Серёжа трясёт головой, чтобы эти мысли вывалились по дороге и остались тут, среди сугробов. Волч никогда так не поступит. Серёжиного доверия он ни разу не подводил. Может, и был замкнутым, иногда казался странным, себе на уме — но будто Серёжа нормальнее.
Его Олег — кто угодно, но не предатель.
Всё в таком же молчании они забираются по сугробу на крышу надстройки, ведущую на второй этаж. Олег закуривает, по-прежнему глядя в сторону. Серёжа морщит нос от едкого дыма, но терпит. Проходит минута или две, мороз пощипывает за щёки, и Серёжа почти готов нарушить тишину, когда Олег запускает гаснущий огонёк бычка в ночную темноту и хрипло зовёт, всё так же избегая глядеть на него:
— Серый, слушай…
Серёжа вопросительно смотрит. После паузы Олег вдруг качает головой:
— …Да не, ничё. Харе мёрзнуть, идём уже.
***
— Давай я тебе разъясню, что тут произошло, — менторским тоном излагает Птица. — Он предпочёл игнорировать, пожалел тебя, думал, ты, тряпка, не выживешь, если он от тебя отвернётся. Он же не знал про меня. — Птица даже расщедривается на показное сочувствие: — Мой бедный птенчик… Ты так сильно хотел верить в сказку.

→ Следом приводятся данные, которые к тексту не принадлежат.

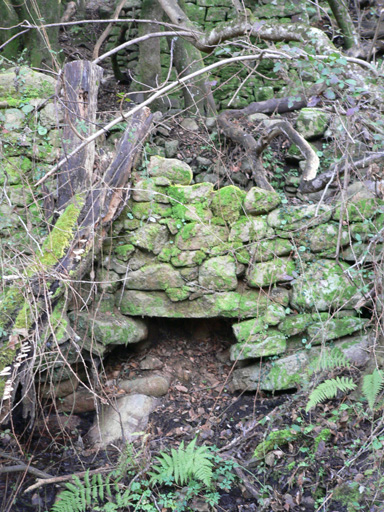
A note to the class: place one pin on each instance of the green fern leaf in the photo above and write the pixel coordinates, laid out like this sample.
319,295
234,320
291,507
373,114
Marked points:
328,389
372,385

Серёжа отворачивается, утыкается лбом в мягкую стену. Закрывает глаза, пытается восстановить в памяти дрожащее марево рассыпающейся картинки.
Как у Птицы получается заставлять его сомневаться даже в том, в чём он был железно уверен минуту назад?
Серёжа не отказывается от идеи перебрать все мало-мальски цельные и чёткие воспоминания. Особенно те, что связаны с Олегом. Может, он уже и не в силах ничего исправить, но ему важно знать… что хоть что-то было реальным. Может быть, он ищет в этом утешения, может — любви и тепла, которые ему пытался дать Птица. Может, хочет убедить себя, что тогда хоть что-то будет иметь смысл, который он утратил давным-давно.
Когда-то всё было так просто, и казалось, что так будет всегда.
***
Выпускной, которого они так ждали, душит последними секундами незримых оков — и Олег с Серёжей единогласно сговариваются их сбросить. С трудом высидев все торжественные речи, они втихую прихватывают с собой выпивки и сбегают гулять в город.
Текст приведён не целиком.